Kitimatian Arthur Renwick could spend eight straight hours drawing a leather jacket. The lines so crisp, the shading so perfect, someone could almost reach in and pick it off the page. It was award-winning super-realism.

Then he had an epiphany. “I thought, why don’t I just take a f---ing picture?”

Marshall McLuhan be damned, for Renwick the message was more important than the medium. He switched his major at Emily Carr to photography and completed a master’s degree in fine arts at Concordia University, specializing in photography.

His work has largely centred on First Nations people, their history and heritage, without ignoring important identity issues and the accompanying politics.

Last year, he set out to create an impressive photographic portrait series that faces First Nations’ identity head on.

Opening last month at Richmond Art Gallery, Mask is 16 larger-than-life portraits of First Nations people making faces at Renwick’s Hasselblad lens.

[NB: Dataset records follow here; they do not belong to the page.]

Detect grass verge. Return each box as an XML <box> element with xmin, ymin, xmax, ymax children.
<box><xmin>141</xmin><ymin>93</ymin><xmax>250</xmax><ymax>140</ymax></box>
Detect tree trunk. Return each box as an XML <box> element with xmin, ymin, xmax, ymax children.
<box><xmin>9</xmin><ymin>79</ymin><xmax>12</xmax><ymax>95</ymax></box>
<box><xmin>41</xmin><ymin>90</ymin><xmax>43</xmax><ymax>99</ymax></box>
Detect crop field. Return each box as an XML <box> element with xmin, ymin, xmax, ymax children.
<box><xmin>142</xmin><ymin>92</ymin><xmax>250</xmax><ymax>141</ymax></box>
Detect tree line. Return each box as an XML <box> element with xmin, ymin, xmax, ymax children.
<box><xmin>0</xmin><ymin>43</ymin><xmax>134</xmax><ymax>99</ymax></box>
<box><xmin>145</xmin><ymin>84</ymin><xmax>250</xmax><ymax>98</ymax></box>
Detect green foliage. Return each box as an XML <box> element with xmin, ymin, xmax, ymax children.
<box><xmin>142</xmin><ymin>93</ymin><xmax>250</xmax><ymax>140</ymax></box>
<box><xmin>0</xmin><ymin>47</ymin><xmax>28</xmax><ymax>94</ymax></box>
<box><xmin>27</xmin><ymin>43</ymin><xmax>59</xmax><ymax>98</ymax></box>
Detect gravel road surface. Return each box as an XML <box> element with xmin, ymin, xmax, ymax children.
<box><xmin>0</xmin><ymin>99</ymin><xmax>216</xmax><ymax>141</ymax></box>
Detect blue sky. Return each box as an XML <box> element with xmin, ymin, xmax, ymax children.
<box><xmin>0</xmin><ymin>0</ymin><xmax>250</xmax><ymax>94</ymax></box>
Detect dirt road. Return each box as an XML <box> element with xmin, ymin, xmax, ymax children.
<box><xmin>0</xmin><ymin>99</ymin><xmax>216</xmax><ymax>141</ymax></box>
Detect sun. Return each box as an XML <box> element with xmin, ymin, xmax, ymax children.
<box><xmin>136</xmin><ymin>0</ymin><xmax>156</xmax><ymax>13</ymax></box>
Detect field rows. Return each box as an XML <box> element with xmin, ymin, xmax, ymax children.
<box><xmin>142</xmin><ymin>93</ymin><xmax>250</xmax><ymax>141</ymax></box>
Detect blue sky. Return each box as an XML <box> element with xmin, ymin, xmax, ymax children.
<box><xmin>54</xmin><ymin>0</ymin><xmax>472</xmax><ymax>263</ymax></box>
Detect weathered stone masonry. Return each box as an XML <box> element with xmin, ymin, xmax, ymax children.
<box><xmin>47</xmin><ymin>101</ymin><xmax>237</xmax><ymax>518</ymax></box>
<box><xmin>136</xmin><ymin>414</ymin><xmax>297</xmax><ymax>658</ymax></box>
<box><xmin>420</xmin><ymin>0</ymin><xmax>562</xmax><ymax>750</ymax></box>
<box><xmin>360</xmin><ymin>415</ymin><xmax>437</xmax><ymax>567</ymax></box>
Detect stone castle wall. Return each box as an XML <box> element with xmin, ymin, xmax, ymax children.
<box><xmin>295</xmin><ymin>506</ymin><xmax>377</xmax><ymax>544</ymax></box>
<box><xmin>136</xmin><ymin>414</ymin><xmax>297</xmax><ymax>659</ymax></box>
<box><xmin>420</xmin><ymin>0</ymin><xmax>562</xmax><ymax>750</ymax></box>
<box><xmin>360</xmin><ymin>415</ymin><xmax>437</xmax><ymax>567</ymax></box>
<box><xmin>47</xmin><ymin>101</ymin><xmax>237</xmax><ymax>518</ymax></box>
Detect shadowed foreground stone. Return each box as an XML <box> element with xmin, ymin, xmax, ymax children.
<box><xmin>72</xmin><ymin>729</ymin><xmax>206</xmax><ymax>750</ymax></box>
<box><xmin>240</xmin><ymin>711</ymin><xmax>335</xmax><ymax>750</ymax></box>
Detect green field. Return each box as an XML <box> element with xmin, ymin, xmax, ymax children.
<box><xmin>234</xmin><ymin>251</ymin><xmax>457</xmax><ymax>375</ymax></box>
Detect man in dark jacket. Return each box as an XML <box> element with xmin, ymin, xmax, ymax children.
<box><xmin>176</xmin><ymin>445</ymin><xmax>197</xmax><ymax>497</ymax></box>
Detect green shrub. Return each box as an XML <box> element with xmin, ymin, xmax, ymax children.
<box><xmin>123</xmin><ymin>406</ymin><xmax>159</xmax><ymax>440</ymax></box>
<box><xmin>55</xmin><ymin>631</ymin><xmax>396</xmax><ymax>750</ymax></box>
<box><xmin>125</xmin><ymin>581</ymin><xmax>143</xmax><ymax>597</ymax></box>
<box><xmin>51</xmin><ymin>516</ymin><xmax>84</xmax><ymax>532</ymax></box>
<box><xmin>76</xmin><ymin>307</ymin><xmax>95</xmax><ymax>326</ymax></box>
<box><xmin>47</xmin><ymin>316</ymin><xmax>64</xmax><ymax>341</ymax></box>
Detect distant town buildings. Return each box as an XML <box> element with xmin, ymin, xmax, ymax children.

“When you stand close to them they actually have this interesting effect where they become very confrontational, they become intimidating,” said Renwick, 44. “It’s hard to stand close to them for a long period of time because they’re unblinkingly staring at you constantly.”

Offering inspiration for Renwick’s project was Edward S. Curtis’s The North American Indian, a collection of early photographs of American Indian culture that continue to influence the image of Indians in popular culture today.

At the same time, his brother started successfully selling carved masks and Renwick pondered the relationship between the mask, the lens and a history of First Nations. Before snapping the portraits for the exhibition, he asked his subjects to gesture towards that history.

Identity is something Renwick struggled with himself growing up in Kitimat, spending part of his time on the reserve. He grew up close to his brother—they were a year apart—and had different fathers. Renwick’s being Scottish and his brother’s being native, they were treated differently.

“Everywhere we went, I was allowed to walk through the door, he wasn’t, because of the way he looked, in certain situations.”

Today, Renwick lives in Toronto and teaches at the University of Guelph. He returns to Kitimat each summer to visit family and friends.